High Profile Call Girls Nagpur Meera Call 7001035870 Meet With Nagpur EscortsCall Girls in Nagpur High Profile

Booking open Available Pune Call Girls Koregaon Park 6297143586 Call Hot Ind...Call Girls in Nagpur High Profile

(ANVI) Koregaon Park Call Girls Just Call 7001035870 [ Cash on Delivery ] Pun...ranjana rawat

Roadmap to Membership of RICS - Pathways and RoutesM Maged Hegazy, LLM, MBA, CCP, P3O

Call Girls in Nagpur Suman Call 7001035870 Meet With Nagpur EscortsCall Girls in Nagpur High Profile

The Most Attractive Pune Call Girls Budhwar Peth 8250192130 Will You Miss Thi...ranjana rawat

DJARUM4D - SLOT GACOR ONLINE | SLOT DEMO ONLINEslot gacor bisa pakai pulsa

Exposing Digital Content as Linked Data

1. Exposing Digital Content as Linked Data, and Linking them using StoryBlink Ben De Meester Tom De Nies, Laurens De Vocht, Ruben Verborgh, Erik Mannens, and Rik Van de Walle University Ghent – iMinds – Multimedia Lab ben.demeester@ugent.be | @Ben__DM NLPDBpedia2015@ISWC | October 11th 2015 | Bethlehem, PA

2. We live in a fast world with a lot of content to sift through http://blog.qmee.com/qmee-online-in-60-seconds/

3. Book ≠ Fast

4. Finding a good book in short time? Recommendations!
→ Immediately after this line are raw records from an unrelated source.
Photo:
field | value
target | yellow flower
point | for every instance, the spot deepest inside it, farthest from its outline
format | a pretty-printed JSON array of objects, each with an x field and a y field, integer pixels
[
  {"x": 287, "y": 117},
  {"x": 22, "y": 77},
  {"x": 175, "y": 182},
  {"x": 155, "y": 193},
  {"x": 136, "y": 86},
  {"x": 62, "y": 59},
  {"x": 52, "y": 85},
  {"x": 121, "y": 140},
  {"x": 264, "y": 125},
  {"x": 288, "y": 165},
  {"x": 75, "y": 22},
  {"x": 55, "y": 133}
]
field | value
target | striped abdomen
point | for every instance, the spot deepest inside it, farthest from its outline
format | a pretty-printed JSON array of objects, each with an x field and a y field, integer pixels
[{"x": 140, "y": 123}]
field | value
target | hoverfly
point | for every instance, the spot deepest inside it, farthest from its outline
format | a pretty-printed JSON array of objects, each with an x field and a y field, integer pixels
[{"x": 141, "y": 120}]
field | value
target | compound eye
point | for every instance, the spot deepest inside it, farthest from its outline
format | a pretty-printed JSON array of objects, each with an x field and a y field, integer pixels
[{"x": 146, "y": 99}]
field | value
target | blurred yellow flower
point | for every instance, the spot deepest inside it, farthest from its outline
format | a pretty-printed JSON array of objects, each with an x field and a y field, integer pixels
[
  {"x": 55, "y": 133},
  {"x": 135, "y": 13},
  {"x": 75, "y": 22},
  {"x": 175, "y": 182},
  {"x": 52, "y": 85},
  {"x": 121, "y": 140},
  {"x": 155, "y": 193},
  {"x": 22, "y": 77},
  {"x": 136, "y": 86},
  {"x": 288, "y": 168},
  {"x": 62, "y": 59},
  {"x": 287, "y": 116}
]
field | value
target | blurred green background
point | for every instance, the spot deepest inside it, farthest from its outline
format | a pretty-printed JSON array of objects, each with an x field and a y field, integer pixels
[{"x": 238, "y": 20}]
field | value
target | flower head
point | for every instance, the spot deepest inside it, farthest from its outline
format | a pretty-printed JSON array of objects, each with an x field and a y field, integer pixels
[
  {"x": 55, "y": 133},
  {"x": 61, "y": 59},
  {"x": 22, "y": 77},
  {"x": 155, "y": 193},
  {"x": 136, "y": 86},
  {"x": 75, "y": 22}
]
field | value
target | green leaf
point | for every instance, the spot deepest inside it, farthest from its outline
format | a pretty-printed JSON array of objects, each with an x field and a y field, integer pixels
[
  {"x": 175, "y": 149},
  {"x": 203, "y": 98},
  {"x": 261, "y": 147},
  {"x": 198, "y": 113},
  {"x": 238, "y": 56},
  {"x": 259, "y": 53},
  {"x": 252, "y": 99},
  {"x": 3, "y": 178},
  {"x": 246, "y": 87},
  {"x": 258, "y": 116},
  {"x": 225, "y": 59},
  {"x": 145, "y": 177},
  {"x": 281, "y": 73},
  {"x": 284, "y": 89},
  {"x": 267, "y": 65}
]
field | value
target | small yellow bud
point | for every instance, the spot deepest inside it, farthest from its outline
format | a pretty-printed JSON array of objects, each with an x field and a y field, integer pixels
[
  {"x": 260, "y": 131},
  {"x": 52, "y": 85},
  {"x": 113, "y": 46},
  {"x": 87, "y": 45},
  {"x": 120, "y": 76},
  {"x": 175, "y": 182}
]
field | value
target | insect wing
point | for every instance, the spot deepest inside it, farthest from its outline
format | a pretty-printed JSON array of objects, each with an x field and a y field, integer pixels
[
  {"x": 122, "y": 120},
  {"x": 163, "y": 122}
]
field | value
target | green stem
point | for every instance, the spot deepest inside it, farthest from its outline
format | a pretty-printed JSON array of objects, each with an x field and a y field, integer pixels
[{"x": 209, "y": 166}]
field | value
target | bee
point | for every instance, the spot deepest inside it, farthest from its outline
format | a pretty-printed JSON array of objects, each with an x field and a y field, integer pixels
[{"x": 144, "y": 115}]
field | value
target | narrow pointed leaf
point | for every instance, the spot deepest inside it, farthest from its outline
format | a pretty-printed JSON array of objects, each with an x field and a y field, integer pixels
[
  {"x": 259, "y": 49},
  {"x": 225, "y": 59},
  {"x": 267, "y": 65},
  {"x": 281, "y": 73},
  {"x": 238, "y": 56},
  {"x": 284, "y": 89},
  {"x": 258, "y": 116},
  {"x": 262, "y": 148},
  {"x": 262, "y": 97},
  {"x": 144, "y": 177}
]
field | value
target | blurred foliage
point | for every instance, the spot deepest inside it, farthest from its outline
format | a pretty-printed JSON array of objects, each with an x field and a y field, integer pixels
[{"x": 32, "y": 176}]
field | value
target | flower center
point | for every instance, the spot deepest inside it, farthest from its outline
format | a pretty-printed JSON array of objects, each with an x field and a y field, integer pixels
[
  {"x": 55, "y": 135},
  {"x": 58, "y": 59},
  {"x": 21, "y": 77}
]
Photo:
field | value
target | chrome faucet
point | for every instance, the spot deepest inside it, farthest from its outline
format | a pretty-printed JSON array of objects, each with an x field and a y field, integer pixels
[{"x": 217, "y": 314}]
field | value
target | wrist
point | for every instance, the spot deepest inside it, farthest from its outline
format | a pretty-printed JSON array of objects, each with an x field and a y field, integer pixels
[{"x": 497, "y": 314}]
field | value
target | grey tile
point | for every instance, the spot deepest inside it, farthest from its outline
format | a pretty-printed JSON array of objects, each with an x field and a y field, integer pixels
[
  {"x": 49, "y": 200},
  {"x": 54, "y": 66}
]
5. Recommendations? Social recommendations Long tail Metadata recommendations Manual?

6. What do we want? Automatic content-based metadata to fuel future recommendation-engines

7. Content-based metadata Get the tags… DBPedia Spotlight ... use them to represent books’ content … EPUB CFI, NIF, ITS, … … and link to other books … in a good way. TPF, EiCE Storyblink!

8. Get the tags Find out what a book is about… Semantic tags! Using NER/NED! Extract all semantic concepts from the book

9. AGDISTIS

10. AGDISTIS Open source Local NER/NED/NEL

11. From a book to a semantic book … … Split HTML into chunks HTML to text Local Spotlight

12. Represent a book by tags @prefix schema: <http://schema.org/> . @prefix nif: <http://persistence.uni-leipzig.org/nlp2rdf/ontologies/nif-core#> . @prefix itsrdf: <http://www.w3.org/2005/11/its/rdf#> . @prefix dbr: <http://dbpedia.org/resource/> . @prefix rdf: <http://www.w3.org/1999/02/22-rdf-syntax-ns#> . @prefix pg84: <http://www.gutenberg.org/ebooks/84.epub#> . pg84:book a schema:Book . pg84:epubcfi(/6/12!/4/2/4) itsrdf:taIdentRef dbr:Chamois ; nif:sourceUrl pg84:book . pg84:epubcfi(/6/2!/4/46[chap01]/16/42) itsrdf:taIdentRef dbr:Chamois ; nif:sourceUrl pg84:book . pg84:epubcfi(/6/12!/4/2/6) itsrdf:taIdentRef dbr:Desert ; nif:sourceUrl pg84:book . ...

13. Represent a book by tags @prefix schema: <http://schema.org/> . @prefix nif: <http://persistence.uni-leipzig.org/nlp2rdf/ontologies/nif-core#> . @prefix itsrdf: <http://www.w3.org/2005/11/its/rdf#> . @prefix dbr: <http://dbpedia.org/resource/> . @prefix rdf: <http://www.w3.org/1999/02/22-rdf-syntax-ns#> . @prefix pg84: <http://www.gutenberg.org/ebooks/84.epub#> . pg84:book a schema:Book . pg84:epubcfi(/6/12!/4/2/4) itsrdf:taIdentRef dbr:Chamois ; nif:sourceUrl pg84:book . pg84:epubcfi(/6/2!/4/46[chap01]/16/42) itsrdf:taIdentRef dbr:Chamois ; nif:sourceUrl pg84:book . pg84:epubcfi(/6/12!/4/2/6) itsrdf:taIdentRef dbr:Desert ; nif:sourceUrl pg84:book . ...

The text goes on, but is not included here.